Анна помнила танцевальные наставления немца Рамбурха – как стопами начинать выступать под первые музыкальные звуки, как потом вокруг самой себя обернуться и с левой ноги маленько как бы присесть, а потом на другую сторону перейти. Анна со всего этого и начала, ан танец теперь начинался по-иному и она тут же сбилась.

Были в комнате такие невоздержанные особы, что ахнули и хотя посовестились во весь слух рассмеяться, но закривились губами, усмешливо их покусывая. Такой Измайловской деревенщиной повеяло на них от курляндской герцогини, что нечто неладное поняла даже царица Прасковья. Она притворно кашлянула, заерзала на месте и смутилась лицом. Катеринка исподлобья глядела на сестру – красная, будто пареной свеклой натертая. И Парашка тоже законфузилась.

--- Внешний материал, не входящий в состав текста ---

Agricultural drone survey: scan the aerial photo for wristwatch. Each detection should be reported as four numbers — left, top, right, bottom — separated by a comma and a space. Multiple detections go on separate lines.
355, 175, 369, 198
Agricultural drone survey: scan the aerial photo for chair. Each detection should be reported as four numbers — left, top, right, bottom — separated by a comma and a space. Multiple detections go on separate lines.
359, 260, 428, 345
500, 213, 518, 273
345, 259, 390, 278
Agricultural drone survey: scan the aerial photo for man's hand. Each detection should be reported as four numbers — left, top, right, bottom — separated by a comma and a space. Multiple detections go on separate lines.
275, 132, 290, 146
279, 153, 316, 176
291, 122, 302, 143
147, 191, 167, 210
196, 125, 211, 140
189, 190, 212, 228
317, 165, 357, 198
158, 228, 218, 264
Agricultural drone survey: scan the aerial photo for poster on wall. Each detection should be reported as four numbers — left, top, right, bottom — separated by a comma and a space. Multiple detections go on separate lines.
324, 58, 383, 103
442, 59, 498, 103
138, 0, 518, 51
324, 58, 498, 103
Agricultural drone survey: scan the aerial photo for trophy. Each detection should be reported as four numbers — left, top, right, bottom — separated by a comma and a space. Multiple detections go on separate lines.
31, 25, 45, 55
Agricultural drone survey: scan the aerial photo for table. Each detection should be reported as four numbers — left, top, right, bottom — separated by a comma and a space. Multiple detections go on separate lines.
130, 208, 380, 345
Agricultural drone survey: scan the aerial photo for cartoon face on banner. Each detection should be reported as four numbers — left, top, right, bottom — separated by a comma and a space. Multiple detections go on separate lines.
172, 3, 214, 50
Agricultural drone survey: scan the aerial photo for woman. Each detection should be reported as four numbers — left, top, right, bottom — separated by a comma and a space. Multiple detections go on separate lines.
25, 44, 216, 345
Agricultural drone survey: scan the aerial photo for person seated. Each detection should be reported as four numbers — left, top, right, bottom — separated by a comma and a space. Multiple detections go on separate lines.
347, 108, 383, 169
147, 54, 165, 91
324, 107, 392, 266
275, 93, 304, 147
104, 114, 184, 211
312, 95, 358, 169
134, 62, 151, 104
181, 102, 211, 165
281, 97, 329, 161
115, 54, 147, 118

Анна повернулась туда-сюда, явно почуяв некоторую нескладность, слегка оперлась на кавалерову руку и прикрыла глаза.

– Ах, чегой-то голова закружилась…

Кавалер подвел ее к месту, опять руками, ногами, всем корпусом учтивую изысканность проявил, и Анна села, начав платочком обмахиваться, – раскраснелась и душно, мол, ей.

Как раз кстати появилась карлица с кошелкой яблок.

– Сделайте вашу милость, поугощайтесь, – протягивала она каждой гостье по яблоку.